L’or (XAU/USD) a reculé à environ 4 075 $ lors des premiers échanges en Asie jeudi, après que le président américain Donald Trump a déclaré que le cessez-le-feu avec l’Iran était « terminé » et a menacé de nouvelles actions, y compris une reprise des bombardements et le rétablissement d’un blocus naval américain à la suite d’attaques de pétroliers dans le détroit d’Ormuz. Le contexte a ravivé les craintes qu’une hausse des coûts énergétiques alimente l’inflation et maintienne les taux d’intérêt américains à un niveau élevé, une configuration susceptible de peser sur un actif sans rendement comme le métal jaune.
Les anticipations de taux ont également évolué. Les opérateurs sur swaps évaluent désormais la probabilité d’une hausse lors de la prochaine réunion de la Réserve fédérale à plus de 30 %, contre moins de 20 % jeudi dernier, selon CME FedWatch. Le compte rendu de la réunion des 16–17 juin de la Fed a montré que quelques responsables jugeaient qu’il existait un argument en faveur d’un relèvement des taux, même si le comité a finalement maintenu la politique inchangée ; le document a aussi mis en évidence des inquiétudes inflationnistes croissantes, alors que les préoccupations liées au marché du travail se sont légèrement atténuées. Par ailleurs, des données du World Gold Council montrent que les banques centrales ont ajouté 1 136 tonnes d’or, pour une valeur d’environ 70 Md$, à leurs réserves en 2022, soit le plus important achat annuel jamais enregistré.
Perspectives de marché et stratégie dans un contexte de tensions États-Unis–Iran
Compte tenu de la reprise des tensions entre les États-Unis et l’Iran et des craintes inflationnistes qui en découlent, nous estimons que l’or entre dans une phase de forte volatilité. La pression immédiate est orientée à la baisse, le marché donnant la priorité au risque de taux d’intérêt plus élevés plutôt qu’au rôle traditionnel de valeur refuge de l’or.

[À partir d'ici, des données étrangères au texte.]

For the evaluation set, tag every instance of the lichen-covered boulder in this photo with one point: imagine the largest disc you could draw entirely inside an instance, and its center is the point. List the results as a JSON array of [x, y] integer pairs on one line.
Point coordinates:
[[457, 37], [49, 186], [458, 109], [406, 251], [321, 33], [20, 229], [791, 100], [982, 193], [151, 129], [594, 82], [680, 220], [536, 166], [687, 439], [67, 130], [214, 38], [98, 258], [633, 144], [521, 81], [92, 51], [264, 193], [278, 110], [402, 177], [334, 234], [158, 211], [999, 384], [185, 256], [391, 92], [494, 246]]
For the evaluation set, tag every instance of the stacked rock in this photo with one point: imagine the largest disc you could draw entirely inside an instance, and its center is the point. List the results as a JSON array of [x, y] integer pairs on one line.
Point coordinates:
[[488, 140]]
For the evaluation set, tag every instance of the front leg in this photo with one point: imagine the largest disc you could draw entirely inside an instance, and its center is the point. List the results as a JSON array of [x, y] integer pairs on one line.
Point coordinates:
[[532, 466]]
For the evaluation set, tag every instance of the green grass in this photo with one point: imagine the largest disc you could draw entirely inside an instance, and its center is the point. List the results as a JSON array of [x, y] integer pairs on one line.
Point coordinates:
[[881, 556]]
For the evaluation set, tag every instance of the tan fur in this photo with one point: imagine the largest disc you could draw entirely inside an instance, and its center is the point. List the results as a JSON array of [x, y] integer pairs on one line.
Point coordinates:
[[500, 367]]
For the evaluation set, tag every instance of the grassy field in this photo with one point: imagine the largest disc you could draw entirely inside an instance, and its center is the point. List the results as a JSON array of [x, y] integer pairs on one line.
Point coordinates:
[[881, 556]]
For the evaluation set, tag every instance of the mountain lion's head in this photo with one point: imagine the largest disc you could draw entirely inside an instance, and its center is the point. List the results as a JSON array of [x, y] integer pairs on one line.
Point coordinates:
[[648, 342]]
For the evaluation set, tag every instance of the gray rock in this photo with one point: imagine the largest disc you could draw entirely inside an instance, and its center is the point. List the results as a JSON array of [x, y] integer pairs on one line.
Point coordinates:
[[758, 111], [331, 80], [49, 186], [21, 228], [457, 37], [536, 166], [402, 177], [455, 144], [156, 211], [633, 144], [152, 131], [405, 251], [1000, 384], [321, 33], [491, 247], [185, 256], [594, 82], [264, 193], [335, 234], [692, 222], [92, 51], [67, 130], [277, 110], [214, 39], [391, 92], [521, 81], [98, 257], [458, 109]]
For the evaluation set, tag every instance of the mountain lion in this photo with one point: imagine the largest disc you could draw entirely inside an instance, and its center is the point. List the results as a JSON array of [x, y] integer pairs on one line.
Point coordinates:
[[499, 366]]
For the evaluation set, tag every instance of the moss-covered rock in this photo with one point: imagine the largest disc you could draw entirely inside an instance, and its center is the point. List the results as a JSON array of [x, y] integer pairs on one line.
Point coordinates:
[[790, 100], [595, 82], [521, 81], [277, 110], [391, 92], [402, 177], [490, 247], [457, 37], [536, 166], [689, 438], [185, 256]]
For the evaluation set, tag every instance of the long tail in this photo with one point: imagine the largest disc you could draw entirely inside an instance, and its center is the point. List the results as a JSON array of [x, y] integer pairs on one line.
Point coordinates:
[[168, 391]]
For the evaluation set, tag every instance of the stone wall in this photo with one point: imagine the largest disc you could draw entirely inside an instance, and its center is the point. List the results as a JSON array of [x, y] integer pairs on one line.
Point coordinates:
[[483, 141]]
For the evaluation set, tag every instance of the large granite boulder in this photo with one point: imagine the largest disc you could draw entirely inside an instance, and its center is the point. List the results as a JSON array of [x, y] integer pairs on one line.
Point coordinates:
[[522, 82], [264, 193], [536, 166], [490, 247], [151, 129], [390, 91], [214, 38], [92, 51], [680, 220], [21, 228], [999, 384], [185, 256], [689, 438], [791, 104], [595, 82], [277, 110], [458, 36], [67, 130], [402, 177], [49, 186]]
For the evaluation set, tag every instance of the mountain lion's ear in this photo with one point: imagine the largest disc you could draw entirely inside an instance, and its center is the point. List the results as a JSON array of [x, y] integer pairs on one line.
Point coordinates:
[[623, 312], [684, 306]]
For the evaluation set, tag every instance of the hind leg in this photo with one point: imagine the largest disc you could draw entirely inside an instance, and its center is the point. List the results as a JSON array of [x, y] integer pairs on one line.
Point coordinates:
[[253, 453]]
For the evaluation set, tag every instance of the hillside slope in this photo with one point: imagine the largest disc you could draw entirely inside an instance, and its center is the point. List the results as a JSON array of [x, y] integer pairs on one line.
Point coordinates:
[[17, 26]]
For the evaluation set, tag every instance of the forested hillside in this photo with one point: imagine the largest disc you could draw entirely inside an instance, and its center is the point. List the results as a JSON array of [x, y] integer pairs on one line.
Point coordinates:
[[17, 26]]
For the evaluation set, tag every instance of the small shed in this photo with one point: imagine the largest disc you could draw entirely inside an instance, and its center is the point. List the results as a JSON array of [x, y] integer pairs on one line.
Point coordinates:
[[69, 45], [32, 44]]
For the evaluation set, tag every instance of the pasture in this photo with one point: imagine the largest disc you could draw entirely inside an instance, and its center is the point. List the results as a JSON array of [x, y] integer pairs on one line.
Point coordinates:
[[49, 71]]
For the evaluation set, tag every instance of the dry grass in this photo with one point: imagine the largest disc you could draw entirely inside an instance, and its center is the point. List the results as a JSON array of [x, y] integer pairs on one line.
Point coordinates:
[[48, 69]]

Nous nous positionnons en conséquence en initiant des opérations baissières de court terme, en anticipant que le prix pourrait tester des niveaux de support inférieurs.
Cette situation rappelle des cycles passés où une politique monétaire restrictive a éclipsé le risque géopolitique, comme au début des années 1980 lorsque les relèvements agressifs de la Fed ont entraîné une forte baisse des prix de l’or. Nous surveillons également l’indice du dollar (US Dollar Index), repassé au-dessus de 105, ce qui ajoute une pression supplémentaire sur le métal coté en dollars. Un dollar plus fort renchérit l’or pour les acheteurs étrangers, ce qui tend généralement à freiner la demande.
Couverture des risques et rôle de la demande des banques centrales
Toutefois, nous n’adoptons pas une vision uniquement baissière en raison de l’imprévisibilité du conflit. Nous utilisons des options pour gérer ce risque, en achetant notamment des options d’achat hors de la monnaie afin de nous couvrir contre une envolée soudaine des cours si la situation dégénère en conflit ouvert. Cela nous permet de tirer profit d’un repli potentiel tout en nous protégeant contre un retournement rapide.
Nous gardons aussi à l’esprit que la demande des banques centrales demeure un facteur de soutien, les institutions ayant ajouté un volume record de 1 037 tonnes à leurs réserves en 2023 et poursuivant des achats soutenus en 2024. Cette accumulation régulière offre un plancher fondamental aux prix, ce qui suggère que tout recul significatif pourrait être de courte durée. En conséquence, nous fixerons de manière stratégique nos objectifs de prise de bénéfices sur toute position vendeuse.